The star, who is also a playwright and poet, delivered the James MacTaggart Memorial Lecture, the keynote speech of the festival which has been its centrepiece for more than 40 years.

She was only the fifth woman to ever deliver the speech, and at age 30 she was the youngest. She was also the first from a black, Asian or minority ethnic background to give the lecture.

Coel said that she was not raped within the offices of the company she was working for at the time, and that she has “never been raped by anyone” at that company.

Coel said she was working overnight in the company’s offices, and that she had work due at 7am.

She said: “I took a break and had a drink with a good friend who was nearby.”

But she later “emerged into consciousness” in the middle of typing up her work, “many hours later”.

“I was lucky,” she said. “I had a flashback. It turned out I’d been sexually assaulted by strangers.

“The first people I called after the police, before my own family, were the producers.”

Coel said: “How do we operate in this family of television when there is an emergency?

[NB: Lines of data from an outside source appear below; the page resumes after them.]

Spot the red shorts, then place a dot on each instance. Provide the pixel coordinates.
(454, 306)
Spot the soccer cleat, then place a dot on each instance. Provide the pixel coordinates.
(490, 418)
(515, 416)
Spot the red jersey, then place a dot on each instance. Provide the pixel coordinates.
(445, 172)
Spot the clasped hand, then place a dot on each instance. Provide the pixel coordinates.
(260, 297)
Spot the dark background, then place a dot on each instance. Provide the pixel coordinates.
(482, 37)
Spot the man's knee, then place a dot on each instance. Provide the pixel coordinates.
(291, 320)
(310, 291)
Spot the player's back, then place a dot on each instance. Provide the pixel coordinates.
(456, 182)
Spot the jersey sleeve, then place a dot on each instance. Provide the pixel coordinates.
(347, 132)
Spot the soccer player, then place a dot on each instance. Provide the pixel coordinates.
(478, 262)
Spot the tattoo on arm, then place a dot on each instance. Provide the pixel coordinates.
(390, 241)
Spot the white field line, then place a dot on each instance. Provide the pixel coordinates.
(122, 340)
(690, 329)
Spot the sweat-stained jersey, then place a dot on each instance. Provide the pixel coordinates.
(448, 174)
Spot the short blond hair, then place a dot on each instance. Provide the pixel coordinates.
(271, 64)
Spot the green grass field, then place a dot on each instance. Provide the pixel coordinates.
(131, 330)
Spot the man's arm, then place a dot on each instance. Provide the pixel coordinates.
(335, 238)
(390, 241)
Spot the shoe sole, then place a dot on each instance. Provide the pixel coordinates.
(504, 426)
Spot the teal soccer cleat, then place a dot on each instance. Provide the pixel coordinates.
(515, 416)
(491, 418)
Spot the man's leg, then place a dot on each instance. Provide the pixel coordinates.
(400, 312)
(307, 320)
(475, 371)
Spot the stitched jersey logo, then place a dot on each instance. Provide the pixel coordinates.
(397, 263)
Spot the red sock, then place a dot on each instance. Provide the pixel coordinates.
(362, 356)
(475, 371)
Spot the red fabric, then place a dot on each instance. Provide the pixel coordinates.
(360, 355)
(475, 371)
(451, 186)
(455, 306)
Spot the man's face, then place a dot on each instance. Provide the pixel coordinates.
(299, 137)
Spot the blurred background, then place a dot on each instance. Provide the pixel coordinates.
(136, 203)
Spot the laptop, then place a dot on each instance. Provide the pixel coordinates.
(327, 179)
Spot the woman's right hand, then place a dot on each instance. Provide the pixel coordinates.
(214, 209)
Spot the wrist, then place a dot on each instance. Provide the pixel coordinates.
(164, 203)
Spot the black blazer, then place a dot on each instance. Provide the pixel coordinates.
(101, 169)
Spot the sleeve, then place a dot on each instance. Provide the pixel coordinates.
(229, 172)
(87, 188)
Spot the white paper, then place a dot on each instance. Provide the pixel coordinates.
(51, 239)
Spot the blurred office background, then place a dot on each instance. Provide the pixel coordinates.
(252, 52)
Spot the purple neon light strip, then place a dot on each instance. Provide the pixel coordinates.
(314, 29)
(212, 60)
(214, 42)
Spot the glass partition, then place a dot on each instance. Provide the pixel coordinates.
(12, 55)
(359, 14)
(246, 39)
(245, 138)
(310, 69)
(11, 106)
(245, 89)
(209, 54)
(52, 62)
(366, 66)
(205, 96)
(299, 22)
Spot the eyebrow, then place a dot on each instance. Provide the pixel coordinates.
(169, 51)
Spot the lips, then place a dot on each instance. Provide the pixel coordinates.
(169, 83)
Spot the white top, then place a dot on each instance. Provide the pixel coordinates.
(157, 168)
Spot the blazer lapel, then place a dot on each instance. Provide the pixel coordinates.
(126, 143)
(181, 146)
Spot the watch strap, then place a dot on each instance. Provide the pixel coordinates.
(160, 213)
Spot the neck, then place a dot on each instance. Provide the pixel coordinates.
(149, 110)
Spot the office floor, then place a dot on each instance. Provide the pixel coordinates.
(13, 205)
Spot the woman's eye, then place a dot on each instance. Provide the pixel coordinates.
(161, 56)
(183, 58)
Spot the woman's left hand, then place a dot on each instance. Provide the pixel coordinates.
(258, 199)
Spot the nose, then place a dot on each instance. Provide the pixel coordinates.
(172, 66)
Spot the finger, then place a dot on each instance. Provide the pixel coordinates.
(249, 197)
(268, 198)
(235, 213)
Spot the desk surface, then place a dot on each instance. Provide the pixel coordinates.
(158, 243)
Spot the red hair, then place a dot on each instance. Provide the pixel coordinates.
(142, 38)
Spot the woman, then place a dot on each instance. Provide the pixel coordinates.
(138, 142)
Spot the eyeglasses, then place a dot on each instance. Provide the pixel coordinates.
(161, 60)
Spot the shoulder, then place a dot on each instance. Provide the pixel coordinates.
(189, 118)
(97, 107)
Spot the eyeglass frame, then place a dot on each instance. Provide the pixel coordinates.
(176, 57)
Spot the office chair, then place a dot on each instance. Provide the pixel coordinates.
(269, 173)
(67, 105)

Overnight I saw them morph into a team of employers and employees alike; teetering back and forth between the line of knowing what normal human empathy is and not knowing what empathy is at all.”

She added: “When there are police involved, and footage, of people carrying your sleeping writer into dangerous places, when cuts are found, when there’s blood… what is your job?”

Coel said that she had a “mind overcrowded by flashbacks”, and was struggling to complete her work.

She said she was “not sure how damaging it would be to the company” to ask to push back her deadline.

She said: “I was lucky, someone was transparent with me: ‘They won’t offer you the break,’ a colleague said, ‘that’s not the way it is, you have to take it.’”

She asked for the deadline to be pushed back and for her employers to be “informed as to why”, and that her request was met.

Coel said that the company she worked with sent her to a private clinic, “a service they offer to staff when in need”, and that they also funded her therapy.

“Like any other experience I’ve found traumatic, it’s been therapeutic to write about it, and actively twist a narrative of pain into one of hope, and even humour,” Coel added.

“And be able to share it with you, as part of a fictional drama on television, because I think transparency helps.”

Responding to Coel’s lecture, Channel 4’s director of programmes Ian Katz said: “Michaela’s MacTaggart is a powerful and important wake-up call. She has raised vital questions about opportunity, support, transparency and inclusion that as an industry we must all address with urgency.

“The experiences she has described in her lecture are not what we would want for anyone working with Channel 4 or any part of our industry.

“She has opened an honest debate about how we ensure that writers and performers, whatever their backgrounds, feel respected and heard.

“We want an industry that truly celebrates difference and is accessible to all, so broadcasters and producers now need to work in partnership to act on the issues she has raised.”

Coel’s speech came hours after the BBC confirmed that she will write and star in a new drama that will explore the issue of sexual consent.

The series, which has a working title of Jan 22nd, is set to look into the distinction between liberation and exploitation.

Coel will play Arabella, whose raw and personal experience of consent sits at the heart of the story.

Through her audiences she will meet a group of fictional friends and colleagues whose sexual adventures frequently collide with a world in which new codes of sexual practice are emerging.

Coel has appeared in Channel 4 drama Top Boy, and had leading roles at the National Theatre. She will next appear in mini-series Black Earth Rising, opposite John Goodman.